I happily read the criticism that Chuck Creekmur, the owner of AllHipHop.com, levied against Minaj for presenting herself in this manner. "I was just disappointed," he wrote. "As a man, I can appreciate the virtues of your perfect posterior. The dad guy is not a happy camper, particularly now that his lil' girl is transitioning into a young lady."
"Amen, brother!" I yelled to myself.
Then I read about Nicki's response. She posted the most recent Sports Illustrated swimsuit cover that featured three supermodels in similar attire and positions on Instagram with the note: "Angelic. Acceptable. LOL."
Then she posted her cover picture again with the note "Unacceptable."
When I first saw Nicki's photo, I was appalled at the standard she was setting for my pre-teen girl, who seems to think that barely-there shorts and tank tops that reveal as much of her maturing body as legally permitted is the requisite uniform for her generation. Nicki's statement made me rethink my position, however.
Minaj is right. I saw that Sports Illustrated cover and didn't think twice about. I saw her cover photo and was indignant.
It's Not The Job of Pop Stars To Be Role Models
What struck me is that I've been approaching the issue of roles models -- and how I'm attempting to educate my daughter -- all wrong. Cyrus and Minaj have the right to present themselves in this manner if they believe it represents who they are as women.
My job is not to condemn them as poor role models for my daughter but to teach my little girl that women have the right to choose how they represent themselves. It's not the job of pop stars to be role models to my kids. That's my job.
While I'm disappointed that many young celebrities feel the need to show themselves off in this manner, instead of condemning them, we dads should use them as a lesson about the choices women have and how those choices affect them. Instead of calling young female celebrities names for prancing around naked in public, we should focus on our own daughters and instill in them a confidence that allows them to see themselves as more than sex objects. Removing the need or desire to exploit themselves will not be done by criticizing those women who do.

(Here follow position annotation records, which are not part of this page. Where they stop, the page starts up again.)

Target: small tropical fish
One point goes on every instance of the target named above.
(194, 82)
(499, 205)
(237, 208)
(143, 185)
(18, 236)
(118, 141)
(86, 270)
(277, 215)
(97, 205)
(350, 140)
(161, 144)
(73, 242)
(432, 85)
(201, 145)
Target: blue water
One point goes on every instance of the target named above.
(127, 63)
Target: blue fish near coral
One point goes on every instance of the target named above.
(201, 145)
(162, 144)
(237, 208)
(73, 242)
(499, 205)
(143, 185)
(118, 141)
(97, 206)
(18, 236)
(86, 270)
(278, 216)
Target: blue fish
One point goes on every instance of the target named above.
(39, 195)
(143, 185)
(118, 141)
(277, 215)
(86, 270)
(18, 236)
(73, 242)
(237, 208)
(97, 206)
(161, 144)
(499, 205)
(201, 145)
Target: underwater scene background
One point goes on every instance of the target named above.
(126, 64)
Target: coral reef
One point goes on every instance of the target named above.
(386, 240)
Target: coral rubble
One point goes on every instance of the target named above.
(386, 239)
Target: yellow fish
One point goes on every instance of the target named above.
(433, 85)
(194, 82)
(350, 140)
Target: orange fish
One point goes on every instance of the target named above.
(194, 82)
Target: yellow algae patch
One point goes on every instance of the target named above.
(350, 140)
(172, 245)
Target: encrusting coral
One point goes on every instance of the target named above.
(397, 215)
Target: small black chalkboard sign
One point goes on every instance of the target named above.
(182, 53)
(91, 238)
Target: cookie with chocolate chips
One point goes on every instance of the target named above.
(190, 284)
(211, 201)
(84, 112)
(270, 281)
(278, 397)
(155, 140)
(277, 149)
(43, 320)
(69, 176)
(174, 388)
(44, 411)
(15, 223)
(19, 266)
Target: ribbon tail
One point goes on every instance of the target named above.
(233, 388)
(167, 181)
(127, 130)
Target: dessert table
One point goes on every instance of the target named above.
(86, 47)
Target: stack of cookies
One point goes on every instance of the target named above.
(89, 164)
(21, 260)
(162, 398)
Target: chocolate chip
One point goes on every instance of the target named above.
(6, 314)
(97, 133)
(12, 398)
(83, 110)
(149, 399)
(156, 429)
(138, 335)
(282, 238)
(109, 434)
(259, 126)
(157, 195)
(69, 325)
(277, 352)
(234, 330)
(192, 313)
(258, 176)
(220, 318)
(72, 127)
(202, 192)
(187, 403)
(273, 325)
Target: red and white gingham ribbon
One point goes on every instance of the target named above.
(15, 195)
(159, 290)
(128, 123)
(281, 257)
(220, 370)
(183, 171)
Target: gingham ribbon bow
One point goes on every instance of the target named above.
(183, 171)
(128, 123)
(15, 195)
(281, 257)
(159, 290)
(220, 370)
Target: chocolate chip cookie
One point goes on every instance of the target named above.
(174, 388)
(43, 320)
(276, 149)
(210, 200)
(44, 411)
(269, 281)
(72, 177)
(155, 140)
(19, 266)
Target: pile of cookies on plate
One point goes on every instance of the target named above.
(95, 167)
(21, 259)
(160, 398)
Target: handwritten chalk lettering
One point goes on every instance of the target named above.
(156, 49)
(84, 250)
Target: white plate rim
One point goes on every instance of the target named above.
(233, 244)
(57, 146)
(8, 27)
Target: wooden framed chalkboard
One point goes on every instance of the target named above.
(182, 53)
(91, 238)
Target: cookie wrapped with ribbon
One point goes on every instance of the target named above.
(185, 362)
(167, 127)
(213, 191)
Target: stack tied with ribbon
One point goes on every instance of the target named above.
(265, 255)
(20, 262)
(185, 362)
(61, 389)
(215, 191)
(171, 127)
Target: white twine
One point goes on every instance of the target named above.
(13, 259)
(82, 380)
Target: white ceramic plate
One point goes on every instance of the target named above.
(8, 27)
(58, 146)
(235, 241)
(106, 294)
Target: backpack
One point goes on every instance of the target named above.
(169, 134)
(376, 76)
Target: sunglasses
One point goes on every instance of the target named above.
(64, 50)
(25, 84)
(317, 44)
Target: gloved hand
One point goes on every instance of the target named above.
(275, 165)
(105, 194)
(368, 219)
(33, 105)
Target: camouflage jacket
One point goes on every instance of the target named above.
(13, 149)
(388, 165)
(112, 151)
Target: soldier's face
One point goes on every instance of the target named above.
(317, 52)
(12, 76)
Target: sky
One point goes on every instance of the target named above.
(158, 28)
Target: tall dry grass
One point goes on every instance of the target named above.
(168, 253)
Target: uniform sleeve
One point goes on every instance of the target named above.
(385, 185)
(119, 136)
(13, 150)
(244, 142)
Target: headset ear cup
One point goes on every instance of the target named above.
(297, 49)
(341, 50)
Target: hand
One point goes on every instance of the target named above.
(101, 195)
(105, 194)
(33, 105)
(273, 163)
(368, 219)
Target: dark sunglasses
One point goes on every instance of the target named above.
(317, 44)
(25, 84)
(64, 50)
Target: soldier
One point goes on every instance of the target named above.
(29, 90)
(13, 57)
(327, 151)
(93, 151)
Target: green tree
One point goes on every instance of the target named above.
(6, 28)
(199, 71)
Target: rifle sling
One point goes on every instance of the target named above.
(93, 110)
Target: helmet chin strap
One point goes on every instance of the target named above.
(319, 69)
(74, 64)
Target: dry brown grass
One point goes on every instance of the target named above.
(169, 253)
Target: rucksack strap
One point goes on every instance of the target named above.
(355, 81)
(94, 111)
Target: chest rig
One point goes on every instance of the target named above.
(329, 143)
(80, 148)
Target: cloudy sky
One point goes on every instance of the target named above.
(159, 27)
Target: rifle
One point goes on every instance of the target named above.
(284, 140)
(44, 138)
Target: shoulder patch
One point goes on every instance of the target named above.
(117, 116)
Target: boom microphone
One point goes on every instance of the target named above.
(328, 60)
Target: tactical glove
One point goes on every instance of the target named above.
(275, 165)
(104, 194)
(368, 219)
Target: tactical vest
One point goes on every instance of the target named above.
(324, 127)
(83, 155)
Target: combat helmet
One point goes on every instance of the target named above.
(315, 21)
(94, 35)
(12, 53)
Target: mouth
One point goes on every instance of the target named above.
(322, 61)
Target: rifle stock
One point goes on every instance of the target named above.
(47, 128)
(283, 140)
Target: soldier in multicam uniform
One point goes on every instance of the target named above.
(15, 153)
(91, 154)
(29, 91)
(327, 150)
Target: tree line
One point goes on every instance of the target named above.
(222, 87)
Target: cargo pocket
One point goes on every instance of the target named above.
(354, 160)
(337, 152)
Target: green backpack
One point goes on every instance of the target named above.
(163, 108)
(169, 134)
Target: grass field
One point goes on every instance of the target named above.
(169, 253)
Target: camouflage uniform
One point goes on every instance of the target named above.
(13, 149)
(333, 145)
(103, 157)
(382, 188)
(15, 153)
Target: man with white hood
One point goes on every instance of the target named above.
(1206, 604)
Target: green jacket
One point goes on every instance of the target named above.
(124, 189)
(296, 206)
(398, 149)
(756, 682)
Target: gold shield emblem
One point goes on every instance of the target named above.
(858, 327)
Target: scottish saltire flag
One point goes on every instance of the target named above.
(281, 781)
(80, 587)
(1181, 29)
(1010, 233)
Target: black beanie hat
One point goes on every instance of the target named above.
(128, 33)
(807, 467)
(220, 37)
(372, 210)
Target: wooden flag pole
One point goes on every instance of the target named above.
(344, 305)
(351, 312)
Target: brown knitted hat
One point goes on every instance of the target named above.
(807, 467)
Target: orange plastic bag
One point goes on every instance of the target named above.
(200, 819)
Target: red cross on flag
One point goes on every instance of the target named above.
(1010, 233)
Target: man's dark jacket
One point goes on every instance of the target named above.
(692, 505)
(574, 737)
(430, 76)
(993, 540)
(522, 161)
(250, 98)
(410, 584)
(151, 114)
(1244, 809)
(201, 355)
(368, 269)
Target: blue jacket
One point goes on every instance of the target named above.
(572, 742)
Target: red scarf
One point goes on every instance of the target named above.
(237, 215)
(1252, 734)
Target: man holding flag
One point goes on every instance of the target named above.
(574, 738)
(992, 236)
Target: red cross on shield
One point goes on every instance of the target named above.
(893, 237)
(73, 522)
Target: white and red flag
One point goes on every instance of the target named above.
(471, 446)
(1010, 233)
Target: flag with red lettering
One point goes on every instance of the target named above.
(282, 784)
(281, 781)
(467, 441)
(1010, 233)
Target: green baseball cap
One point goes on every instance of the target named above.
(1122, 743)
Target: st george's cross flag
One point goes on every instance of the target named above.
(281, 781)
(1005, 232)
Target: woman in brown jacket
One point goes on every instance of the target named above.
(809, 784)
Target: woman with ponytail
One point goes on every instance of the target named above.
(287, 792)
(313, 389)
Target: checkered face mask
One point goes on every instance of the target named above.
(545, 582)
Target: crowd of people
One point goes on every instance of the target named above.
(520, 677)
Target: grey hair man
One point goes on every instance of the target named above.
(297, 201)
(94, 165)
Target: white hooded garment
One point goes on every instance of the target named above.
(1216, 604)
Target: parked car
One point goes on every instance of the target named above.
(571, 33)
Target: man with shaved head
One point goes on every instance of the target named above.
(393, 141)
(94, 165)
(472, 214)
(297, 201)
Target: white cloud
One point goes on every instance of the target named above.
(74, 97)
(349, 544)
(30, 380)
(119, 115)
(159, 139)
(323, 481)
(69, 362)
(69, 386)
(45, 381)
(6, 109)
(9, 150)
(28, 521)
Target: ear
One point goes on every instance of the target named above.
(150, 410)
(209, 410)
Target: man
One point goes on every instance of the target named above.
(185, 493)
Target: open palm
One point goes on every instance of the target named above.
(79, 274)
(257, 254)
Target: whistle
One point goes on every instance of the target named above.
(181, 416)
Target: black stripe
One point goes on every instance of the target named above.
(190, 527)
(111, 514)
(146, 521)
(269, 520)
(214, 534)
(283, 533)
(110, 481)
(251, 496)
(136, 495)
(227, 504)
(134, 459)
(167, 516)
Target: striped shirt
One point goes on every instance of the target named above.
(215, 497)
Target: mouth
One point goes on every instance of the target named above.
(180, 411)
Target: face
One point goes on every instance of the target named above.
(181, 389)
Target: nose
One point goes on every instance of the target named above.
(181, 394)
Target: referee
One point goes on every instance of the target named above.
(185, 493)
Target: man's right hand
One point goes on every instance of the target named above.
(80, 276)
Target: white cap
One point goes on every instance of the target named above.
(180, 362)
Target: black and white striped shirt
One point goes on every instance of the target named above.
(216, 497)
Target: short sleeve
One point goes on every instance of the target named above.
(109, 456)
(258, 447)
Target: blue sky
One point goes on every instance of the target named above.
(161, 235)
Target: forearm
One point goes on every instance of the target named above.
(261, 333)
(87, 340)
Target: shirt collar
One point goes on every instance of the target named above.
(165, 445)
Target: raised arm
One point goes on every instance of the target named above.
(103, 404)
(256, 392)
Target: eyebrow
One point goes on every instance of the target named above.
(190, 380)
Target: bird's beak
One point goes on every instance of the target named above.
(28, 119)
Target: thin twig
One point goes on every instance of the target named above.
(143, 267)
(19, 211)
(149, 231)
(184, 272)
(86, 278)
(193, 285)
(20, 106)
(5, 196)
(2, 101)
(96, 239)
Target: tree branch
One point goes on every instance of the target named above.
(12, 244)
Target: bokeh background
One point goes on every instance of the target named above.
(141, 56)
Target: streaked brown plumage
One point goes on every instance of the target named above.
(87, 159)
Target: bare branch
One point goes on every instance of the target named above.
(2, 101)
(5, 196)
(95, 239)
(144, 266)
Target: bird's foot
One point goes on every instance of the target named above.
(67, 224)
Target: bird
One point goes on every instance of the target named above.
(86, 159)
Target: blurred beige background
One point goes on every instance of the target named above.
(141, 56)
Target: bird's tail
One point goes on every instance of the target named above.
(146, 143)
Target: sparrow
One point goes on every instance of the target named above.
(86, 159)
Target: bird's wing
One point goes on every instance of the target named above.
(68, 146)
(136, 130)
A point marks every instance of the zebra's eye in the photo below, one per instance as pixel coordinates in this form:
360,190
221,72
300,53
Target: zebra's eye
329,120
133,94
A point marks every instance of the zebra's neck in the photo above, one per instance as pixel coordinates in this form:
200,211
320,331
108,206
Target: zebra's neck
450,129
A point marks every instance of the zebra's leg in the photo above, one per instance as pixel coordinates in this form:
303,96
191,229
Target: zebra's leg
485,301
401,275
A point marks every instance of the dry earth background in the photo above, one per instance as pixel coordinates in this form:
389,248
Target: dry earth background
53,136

Our girls have choices; the world is their oyster. Let's not teach them to hate other women for their choices. If we do, they'll learn to hate themselves when/if they find themselves in a situation where their bodies are, voluntarily or otherwise, being objectified. Rather, let's lead them to make the right choices.
As the primary male figure in the lives of our daughters, we dads have an equal (if not more important) role to that of moms when it comes to building their self-esteem and the confidence they'll need to reject the pressures exerted by men or other women to be objectified. As men, we must be their role models.
Of course this conversation should be had with our young boys as well, but that's the subject of another post.
What are your thoughts? Are critics like Chuck Creekmur focusing on the wrong person when calling out Nicki Minaj?